IssueQueue
- Version: V2R2
- Status: OK
- Date: 2025/01/20
- commit:xxx
Design specifications
- Supports four different types of issue queue modules to accommodate scalar integer, vector floating-point, scalar memory, and vector memory operations
- Supports two enqueue ports and two dequeue ports
- Supports speculative wake-up signal generation
- Support speculative wake-up signal register replication
- Supports early detection of instruction write-back conflicts
- Supports issuing the oldest instruction among ready instructions
Function
The issue queue module serves as the starting point of the processor's out-of-order scheduling, connecting the previous Dispatch pipeline stage and the subsequent DataPath pipeline stage. In a superscalar out-of-order processor, to achieve correct out-of-order execution of instructions, it is necessary to correctly handle the dependencies between instructions. The key to determining whether an instruction can execute correctly is the readiness of its source operands. A source operand becomes ready only after the preceding instruction it depends on has completed execution. The IQ receives up to two instructions dispatched from the Dispatch stage, whose source operands may not yet be ready. These instructions are temporarily stored inside the IQ, which continuously monitors wake-up signals that will mark the corresponding source operands as ready.

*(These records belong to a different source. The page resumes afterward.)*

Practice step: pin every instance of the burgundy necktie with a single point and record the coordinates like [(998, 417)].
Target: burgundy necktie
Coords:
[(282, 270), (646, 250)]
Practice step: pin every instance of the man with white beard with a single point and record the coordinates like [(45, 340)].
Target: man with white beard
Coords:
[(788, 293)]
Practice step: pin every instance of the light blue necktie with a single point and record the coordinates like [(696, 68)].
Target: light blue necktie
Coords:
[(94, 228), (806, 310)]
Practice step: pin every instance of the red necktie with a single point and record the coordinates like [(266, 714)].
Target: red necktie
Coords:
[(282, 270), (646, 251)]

Each cycle, the IQ internally selects up to two instructions with all operands ready, following the oldest-first policy, and sends them to the subsequent DataPath pipeline stage. Through this method, the issue queue ensures that all inter-instruction dependencies are guaranteed during out-of-order execution while maximizing the performance of out-of-order scheduling.
Instruction enqueue
The enqueue logic for the four different types of issue queues is largely the same, with only minor differences due to variations in certain signals. The issue queue internally instantiates the Entries module responsible for instruction storage. Generally, the issue queue supports two enqueue ports, meaning it can receive up to two valid instructions from the previous pipeline stage each cycle. Correspondingly, the Entries module also supports two enqueue ports. The instruction enqueue process involves the instructions entering through the IQ's input ports, selecting key signals, and sending them to the Entries' input ports. During this process, signals inherent to the instructions, such as robIdx and fuType, are directly connected without additional processing. Signals indicating instruction status, such as srcState, are initialized through combinational logic before entering the Entries. For detailed signal information, refer to the Entries interface documentation. This issue queue supports simultaneous instruction enqueue and wake-up. Due to timing considerations, the wake-up logic is not implemented directly before the instructions enter the Entries but instead involves sending the input wake-up signals to the Entries, synchronously delaying them by one cycle before wake-up.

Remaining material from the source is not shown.